I was interested this week to read in the Shooting Times, that after a four year legal battle, the High Court have granted a gamekeeper the right to control buzzards in order to stop them causing a high degree of predation of his pheasant poults.
His initial application four years ago to Natural England for a licence to carry out controls (live-trapping) was turned down and with financial support from the National Gamekeepers Organisation, he has been fighting that decision ever since. In overturning NE's refusal of a licence the High Court concluded that NE has taken public opinion into account, which was unlawful when judging a wildlife licence application. This was despite NE's experts accepting that the buzzards were heavily predating the pheasants and that every effort had been made to dissuade them from doing so.
One has to hope that by being found guilty of taking an unlawful approach to a licence application that NE haven't now left us with the possibility of a flood of similar applications from numerous game shooting interests - to protect birds that are simply bred by the millions to be shot!

Moving on and this morning at dawn (06.30) I was on the reserve in near freezing conditions to enjoy watching the dawn sky light up and to see if any wildfowlers were about. The answer to the latter was none but below you can see the dawn sky over at the mainland just beginning to brighten as I arrived.

 Once brightness had arrived I took this photo across the reserve's saltings, out towards The Swale and the background mainland.

Here the wind pump that keeps one corner of the reserve well waterlogged is silhouetted against the first appearance of the rising sun.

And with the sun behind me you can just see the full moon fast fading away above the middle bush.

The flat marsh looking back south west towards the wind pump.

And eastwards to the sea wall hide - a pretty exposed and tree-less habitat that I walk every day, no shelter here when the bitter winds blow.
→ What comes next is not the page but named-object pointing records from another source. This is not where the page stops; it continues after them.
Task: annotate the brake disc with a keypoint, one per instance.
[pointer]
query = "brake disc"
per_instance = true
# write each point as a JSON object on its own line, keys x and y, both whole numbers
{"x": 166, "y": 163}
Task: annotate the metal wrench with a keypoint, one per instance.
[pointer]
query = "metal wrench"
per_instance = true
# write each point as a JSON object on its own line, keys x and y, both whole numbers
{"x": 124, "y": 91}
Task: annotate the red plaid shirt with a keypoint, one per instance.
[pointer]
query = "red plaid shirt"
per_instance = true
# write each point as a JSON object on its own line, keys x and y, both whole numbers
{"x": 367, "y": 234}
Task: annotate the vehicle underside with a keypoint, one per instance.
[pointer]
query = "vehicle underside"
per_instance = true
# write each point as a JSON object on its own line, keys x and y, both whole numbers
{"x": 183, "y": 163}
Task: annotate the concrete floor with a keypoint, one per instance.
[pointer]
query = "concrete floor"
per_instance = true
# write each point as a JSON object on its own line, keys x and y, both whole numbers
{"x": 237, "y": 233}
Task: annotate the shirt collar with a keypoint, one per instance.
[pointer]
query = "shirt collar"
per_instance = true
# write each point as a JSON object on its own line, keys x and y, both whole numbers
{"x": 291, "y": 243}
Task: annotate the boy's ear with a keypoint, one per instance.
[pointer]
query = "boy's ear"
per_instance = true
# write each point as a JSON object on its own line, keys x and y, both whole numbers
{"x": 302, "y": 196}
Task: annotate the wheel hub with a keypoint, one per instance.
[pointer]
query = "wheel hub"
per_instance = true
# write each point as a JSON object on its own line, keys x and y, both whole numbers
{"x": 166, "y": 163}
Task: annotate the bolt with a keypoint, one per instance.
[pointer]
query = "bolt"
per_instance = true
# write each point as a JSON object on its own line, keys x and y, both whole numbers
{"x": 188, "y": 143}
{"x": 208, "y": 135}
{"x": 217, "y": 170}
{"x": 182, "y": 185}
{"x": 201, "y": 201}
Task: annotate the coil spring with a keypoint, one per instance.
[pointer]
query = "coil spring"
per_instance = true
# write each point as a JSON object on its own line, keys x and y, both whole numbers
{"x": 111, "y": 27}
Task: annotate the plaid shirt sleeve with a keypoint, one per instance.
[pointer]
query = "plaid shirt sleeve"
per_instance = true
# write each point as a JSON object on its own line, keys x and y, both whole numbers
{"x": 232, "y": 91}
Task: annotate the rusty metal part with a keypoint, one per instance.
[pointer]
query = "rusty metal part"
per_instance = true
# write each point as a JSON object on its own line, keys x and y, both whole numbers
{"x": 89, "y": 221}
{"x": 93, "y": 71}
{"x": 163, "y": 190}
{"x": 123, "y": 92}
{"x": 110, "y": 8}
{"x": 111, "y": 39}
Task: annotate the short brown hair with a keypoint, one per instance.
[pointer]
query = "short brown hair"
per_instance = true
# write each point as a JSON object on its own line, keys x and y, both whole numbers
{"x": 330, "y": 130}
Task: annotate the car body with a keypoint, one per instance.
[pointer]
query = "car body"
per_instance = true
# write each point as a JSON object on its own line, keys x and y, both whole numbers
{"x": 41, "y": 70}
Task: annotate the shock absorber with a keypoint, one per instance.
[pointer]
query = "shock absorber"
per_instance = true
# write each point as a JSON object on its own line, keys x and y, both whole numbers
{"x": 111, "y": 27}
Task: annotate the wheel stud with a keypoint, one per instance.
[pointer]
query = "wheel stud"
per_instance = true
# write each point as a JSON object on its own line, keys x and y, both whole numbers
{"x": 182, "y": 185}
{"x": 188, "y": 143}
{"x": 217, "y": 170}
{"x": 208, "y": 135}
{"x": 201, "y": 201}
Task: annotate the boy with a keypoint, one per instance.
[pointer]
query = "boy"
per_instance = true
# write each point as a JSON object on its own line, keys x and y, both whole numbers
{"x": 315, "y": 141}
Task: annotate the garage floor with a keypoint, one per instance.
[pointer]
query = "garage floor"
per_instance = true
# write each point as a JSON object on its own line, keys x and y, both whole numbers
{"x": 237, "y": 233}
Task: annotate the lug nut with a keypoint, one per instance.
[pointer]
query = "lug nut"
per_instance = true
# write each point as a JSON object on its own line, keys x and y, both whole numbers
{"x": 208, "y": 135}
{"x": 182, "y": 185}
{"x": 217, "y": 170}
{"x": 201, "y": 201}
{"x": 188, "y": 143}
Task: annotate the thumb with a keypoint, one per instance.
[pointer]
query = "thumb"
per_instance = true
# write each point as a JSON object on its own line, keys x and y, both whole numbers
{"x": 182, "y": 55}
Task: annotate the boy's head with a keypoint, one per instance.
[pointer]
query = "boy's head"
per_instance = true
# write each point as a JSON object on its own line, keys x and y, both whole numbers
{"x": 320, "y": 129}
The reserve's barn being warmed by the first rays of the dawn sunshine, with the dogs heading back towards my car.

 A reserve track heading east.

 Farmland behind the reserve - Elliotts Farm.

 With ditches winding there away for long distances across the marsh, short cuts are necessary, one of several is shown below. Crossing these when the ditch water has covered them by several inches can be tricky!

 Finally, my little pest controller Ellie, insisted on getting in on the photo call.


  1. What a beautiful morning, Derek! This time of year, our sunrise is around 6:00 with sunset around 5:20, not quite 11.5 hours of daylight.
    So if the buzzards are live-trapped, where will they be released?
    Sweet shot of Ellie in the morning sun.

  2. Wilma, our sunrise is currently about 7.30 and sunset about 4.00 and temps. far below yours I imagine.
    Presumably Wilma, the birds will be taken many miles away and released but it seems a dubious scenario and who, independent of the gamekeeper, would verify that fact every time one is caught. The birds being "controlled" in a more permanent way is a more likely outcome.

  3. It's a long and sorry story about the Buzzard control license Derek, one I had been following for a long time. I just cant be bothered with it all anymore, I surrender to the shooting fraternity, they can do what they want, they hold all the trump cards. I'll keep enjoying what i see while I can.